Anna Lewandowska prawdziwe wytchnienie odnalazła w lekcjach bachaty. Jednak kiedy tylko po raz kolejny chce pochwalić się swoimi postępami w nauce, musi mierzyć się ze złośliwymi komentarzami internautów. Trenerka fitness postanowiła oryginalnie odpowiedzieć hejterom. Zrobiła to głosem Szymona Hołowni.
Reklama.
Reklama.
Anna Lewandowska nie narzeka na nudę. Jest żoną, dumną mamą, bizneswoman, trenerką fitness, a od pewnego czasu nawet tańczy. To właśnie bachata pomogła jej odnaleźć ukojenie od trudów życia codziennego. Sportsmence nie sposób odmówić żyłki do interesów czy zaangażowania sportowego. Wszystko, co robi, stara się robić na sto procent. Tak też było i w tym wypadku.
Żona Roberta Lewandowskiego przez ostatni czas szlifowała swoje umiejętności taneczne pod okiem trenera. Swoimi postępami bardzo często chwaliła się w mediach społecznościowych. Niestety za każdym razem spotykała się z falą negatywnych komentarzy ze strony internautów. Zarzucają jej między innymi "drewniane" ruchy czy też brak poczucia rytmu.

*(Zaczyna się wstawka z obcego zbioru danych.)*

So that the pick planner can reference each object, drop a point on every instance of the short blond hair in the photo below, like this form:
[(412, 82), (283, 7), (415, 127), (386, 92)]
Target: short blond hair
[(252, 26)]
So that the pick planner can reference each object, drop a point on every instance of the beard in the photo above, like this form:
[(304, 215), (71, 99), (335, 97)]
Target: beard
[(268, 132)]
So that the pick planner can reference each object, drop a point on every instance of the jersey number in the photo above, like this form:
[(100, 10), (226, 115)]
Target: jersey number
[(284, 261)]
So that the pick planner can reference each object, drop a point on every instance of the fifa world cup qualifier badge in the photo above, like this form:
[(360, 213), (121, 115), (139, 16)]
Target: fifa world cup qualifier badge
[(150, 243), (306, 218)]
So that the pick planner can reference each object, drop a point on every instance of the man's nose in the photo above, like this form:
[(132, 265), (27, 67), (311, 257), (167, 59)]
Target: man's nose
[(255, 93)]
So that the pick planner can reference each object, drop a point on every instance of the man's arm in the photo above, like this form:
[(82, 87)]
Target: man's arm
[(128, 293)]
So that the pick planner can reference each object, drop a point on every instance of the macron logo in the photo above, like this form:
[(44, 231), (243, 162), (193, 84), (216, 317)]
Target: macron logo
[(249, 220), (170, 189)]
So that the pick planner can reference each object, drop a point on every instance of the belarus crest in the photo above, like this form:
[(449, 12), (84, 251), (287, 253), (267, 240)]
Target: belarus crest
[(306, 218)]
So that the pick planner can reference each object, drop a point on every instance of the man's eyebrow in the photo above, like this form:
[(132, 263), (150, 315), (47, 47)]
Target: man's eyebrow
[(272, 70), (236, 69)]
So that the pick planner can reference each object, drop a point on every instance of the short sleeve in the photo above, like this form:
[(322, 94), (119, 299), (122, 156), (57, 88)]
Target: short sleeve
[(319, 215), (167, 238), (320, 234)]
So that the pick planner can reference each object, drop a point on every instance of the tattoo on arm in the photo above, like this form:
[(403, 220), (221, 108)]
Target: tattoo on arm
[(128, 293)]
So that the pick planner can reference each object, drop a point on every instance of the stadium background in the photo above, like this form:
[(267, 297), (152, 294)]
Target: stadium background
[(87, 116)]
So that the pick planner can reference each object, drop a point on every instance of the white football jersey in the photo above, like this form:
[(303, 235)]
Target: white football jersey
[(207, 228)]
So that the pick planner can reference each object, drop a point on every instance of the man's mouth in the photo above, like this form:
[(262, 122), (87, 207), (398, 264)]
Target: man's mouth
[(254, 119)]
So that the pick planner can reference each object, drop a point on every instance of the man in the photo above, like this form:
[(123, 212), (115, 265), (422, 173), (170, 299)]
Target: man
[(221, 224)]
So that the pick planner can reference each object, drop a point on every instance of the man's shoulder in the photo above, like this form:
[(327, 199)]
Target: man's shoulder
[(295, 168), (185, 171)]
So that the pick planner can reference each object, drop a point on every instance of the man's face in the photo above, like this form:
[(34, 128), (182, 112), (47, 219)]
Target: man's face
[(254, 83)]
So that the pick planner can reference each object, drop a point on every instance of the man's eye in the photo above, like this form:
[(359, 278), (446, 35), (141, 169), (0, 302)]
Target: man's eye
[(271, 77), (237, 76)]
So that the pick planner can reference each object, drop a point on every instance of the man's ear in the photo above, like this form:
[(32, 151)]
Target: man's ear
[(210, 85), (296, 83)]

"Nie da się być dobrym we wszystkim. Nie masz tej lekkości, seksapilu. Wyglądasz, jakbyś w myślach kroki liczyła. Lubię oglądać, jak ćwiczysz, ale nie jak tańczysz"; "Nie każdemu z tańcem jest po drodze"; "Niby technicznie ok, ale nie ma tej pasji, ognia"; "Taniec to nie zadanie. Panie Hakiel, pomocy"; "Nie masz, kochana, wyczucia rytmu" – wymieniali użytkownicy pod ostatnim tanecznym wideo na Instagramie.
Mimo fali hejtu i krytycznych komentarzy, które nieustannie na nią spadają, trenerka fitness podkreśla, że nie zamierza się poddać. Dalej będzie próbowała swoich sił w tańcu. Choć sportsmenka wielokrotnie podkreślała, że nie przejmuje się nienawistnymi wpisami, czara goryczy najprawdopodobniej się przelała.
Lewandowska postanowiła opublikować wymowne wideo na platformie TikTok, w którym odpowiedziała internautom na ich "eksperckie" wypowiedzi. Na zamieszczonym filmiku zwraca się do nich głosem... Szymona Hołowni. Żona "Lewego" wybrała wypowiedź nowego marszałka Sejmu, do której synchronicznie porusza ustami.
– Bardzo cenię Państwa komentarze i uwagi, natomiast zwracam uwagę z mojej perspektywy, że stają się odrobinę monotematyczne. Zachęcam do większej oryginalności, pracy intelektualnej. Obrazić też trzeba umieć – "mówi" na nagraniu Lewandowska głosem Hołowni.
Przypomnijmy, że cytowana wypowiedź skierowana była ze strony marszałka Sejmu pod adresem partii Prawa i Sprawiedliwości podczas pierwszego posiedzenia Sejmu X kadencji. Wideo postanowiła wymownie zatytułować: "Kiedy czytasz komentarze pod filmami, na których tańczysz bachatę". W opisie dodała: "To co, wrzucić kolejny taniec?".
Żartobliwe wideo Lewandowskiej ewidentnie przypadło do gustu użytkownikom TikToka, o czym dali znać w sekcji komentarzy. "Dokładnie! Jesteś Super Aniu"; "Koooocham"; "Dobre, ale chyba zbyt wiele od niektórych wymagasz"; "Świetny komentarz! Zrobiłaś fantastyczny postęp, jesteś odważna i zdeterminowana. GO GIRL! Najłatwiej jest skrytykować, siedząc na kanapie"; "Prawidłowo Aniu!"; "Haha, świetny filmik!" – czytamy.